Сагида пожала плечами: – Да ничего особенного не происходит.

– Но ты же говоришь, что для Лариона это не…

– Боюсь, что мои объяснения могут… э-э, как это сказать… ну сбить тебя с толку.

– Я и так уже совсем сбита с толку, – грустно вздохнула Мария. – Не ожидала, что он так холодно меня встретит, как чужой. Я ведь дома очень тосковала, я там все время одна. У нас там, понимаешь, все к этому так относятся. Мы и когда вместе жили, тоже были одиноки. Он меня очень любил, честно могу сказать. И я была счастлива, что испытала это, это такое редкое чувство, никто этого не понимает. Но сегодня я увидела, что в нем что-то перевернулось. – Мария внимательно вглядывалась в лицо Сагиды, – может быть, это из-за тебя?

– Нет, это не из-за меня, – спокойно ответила Сагида. – У нас того, что ты называешь любовью, не было. И вообще, все это глупости, это только в синерамах и театроскопах. Раньше когда-то было, наверное. А так – только пустые слова, в жизни я такого не видела. Как это ты сказала: «он очень меня любил»? – Сагида скривила свои пухлые губы в ухмылке. – И что это тебе дало? Странная ты какая-то, зачем тебе все это нужно, не понимаю. Ехать так далеко за своим партнером, которого год не видела. Говоришь, одна все время? Да ткни в экран только – тебе сразу десяток пришлют партнеров, хочешь биоконов, а могут и флексов…

– Нет-нет, мне это не надо, – перебила ее Мария, – не знаю, как объяснить…, но понимаешь, у нас были отношения, нас связывало многое…, это невозможно заменить другим человеком или просто сексом…

– Да, представляю, как ты мучаешься, потому что не знаешь, чем заменить секс, – равнодушно протянула Сагида. – Хм, какие еще тебе нужны отношения.
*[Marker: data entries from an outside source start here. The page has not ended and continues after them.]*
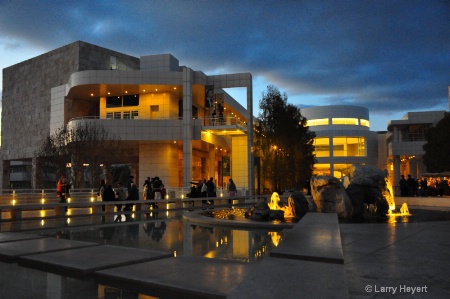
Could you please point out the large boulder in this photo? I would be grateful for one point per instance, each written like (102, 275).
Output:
(368, 188)
(330, 197)
(301, 204)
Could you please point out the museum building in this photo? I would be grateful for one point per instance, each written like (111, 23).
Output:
(178, 123)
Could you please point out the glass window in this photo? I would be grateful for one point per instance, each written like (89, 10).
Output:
(131, 100)
(345, 121)
(341, 170)
(348, 146)
(317, 122)
(113, 102)
(321, 169)
(322, 147)
(364, 122)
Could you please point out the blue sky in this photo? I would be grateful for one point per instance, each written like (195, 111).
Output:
(390, 56)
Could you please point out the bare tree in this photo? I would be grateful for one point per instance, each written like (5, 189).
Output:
(86, 149)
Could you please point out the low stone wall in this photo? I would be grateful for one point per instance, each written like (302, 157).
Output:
(423, 201)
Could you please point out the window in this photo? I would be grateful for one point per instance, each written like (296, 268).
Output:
(317, 122)
(322, 147)
(122, 101)
(321, 169)
(364, 122)
(348, 146)
(131, 100)
(113, 102)
(345, 121)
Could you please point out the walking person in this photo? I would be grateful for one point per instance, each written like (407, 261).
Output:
(61, 189)
(231, 188)
(101, 190)
(122, 196)
(158, 186)
(211, 187)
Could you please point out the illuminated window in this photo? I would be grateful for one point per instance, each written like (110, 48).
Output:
(345, 121)
(122, 101)
(321, 169)
(348, 146)
(317, 122)
(322, 147)
(364, 122)
(341, 170)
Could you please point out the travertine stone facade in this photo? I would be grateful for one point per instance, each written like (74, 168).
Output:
(27, 92)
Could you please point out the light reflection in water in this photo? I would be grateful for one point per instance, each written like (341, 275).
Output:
(183, 239)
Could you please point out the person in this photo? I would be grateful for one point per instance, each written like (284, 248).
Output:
(130, 183)
(403, 187)
(108, 194)
(209, 100)
(101, 190)
(121, 195)
(231, 188)
(308, 187)
(410, 182)
(158, 186)
(133, 194)
(211, 189)
(204, 191)
(220, 109)
(146, 188)
(61, 189)
(424, 187)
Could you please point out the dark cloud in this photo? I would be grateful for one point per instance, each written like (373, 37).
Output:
(384, 55)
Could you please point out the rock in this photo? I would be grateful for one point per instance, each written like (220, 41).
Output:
(368, 188)
(330, 197)
(301, 204)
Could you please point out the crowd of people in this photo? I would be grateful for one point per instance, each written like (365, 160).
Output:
(152, 189)
(410, 187)
(205, 189)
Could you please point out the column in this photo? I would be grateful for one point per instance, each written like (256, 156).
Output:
(187, 127)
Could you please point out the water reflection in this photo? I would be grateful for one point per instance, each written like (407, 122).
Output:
(175, 235)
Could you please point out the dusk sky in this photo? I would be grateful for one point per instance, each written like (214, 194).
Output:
(389, 56)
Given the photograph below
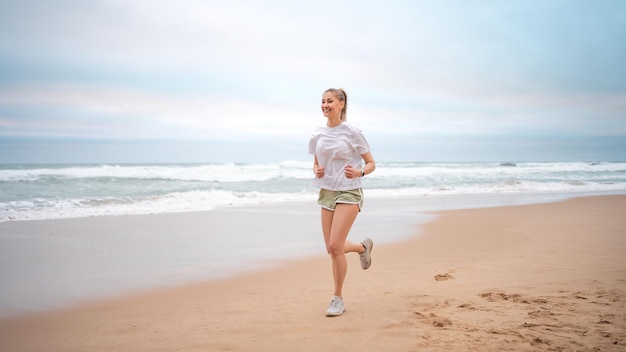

Люди совершенно независимы друг от друга. Я знаю, конечно, читала про это, ну, про женщин в прошлом, которые искали поддержку в мужчинах, так как были более слабыми и так далее. Но это очень скучно читать, потому что это просто наивно – все эти страсти, переживания непонятно по какому поводу. Сейчас ведь без еды и крыши над головой мало кто живет, если в сети зарегистрировался. Можно не работать – пособие платят, и никто от голода не умирает. Население больше не растет, рожают мало, да и не нужно это больше, есть масса других способов. Какие тут еще отношения?

– И все-таки, пожалуйста, прошу тебя, Сагида, очень прошу, скажи мне, с Ларионом что-то не так? – Мария решила перевести разговор в конкретное русло, так как по своему опыту общения с подругами знала, что продолжение этой темы приведет их к глухому непониманию. Ее переживания не вызывали ни у кого сочувствия, даже наоборот, приводили к отчуждению, к тому, что ее начинали считать глупой, чуть ли не больной. Потому что не может же нормальный человек добровольно навязывать себе какую-то зависимость от другого, от собственных чувств. Это рассматривалось даже не как проявление слабости, а как душевная болезнь, не поддающаяся лечению.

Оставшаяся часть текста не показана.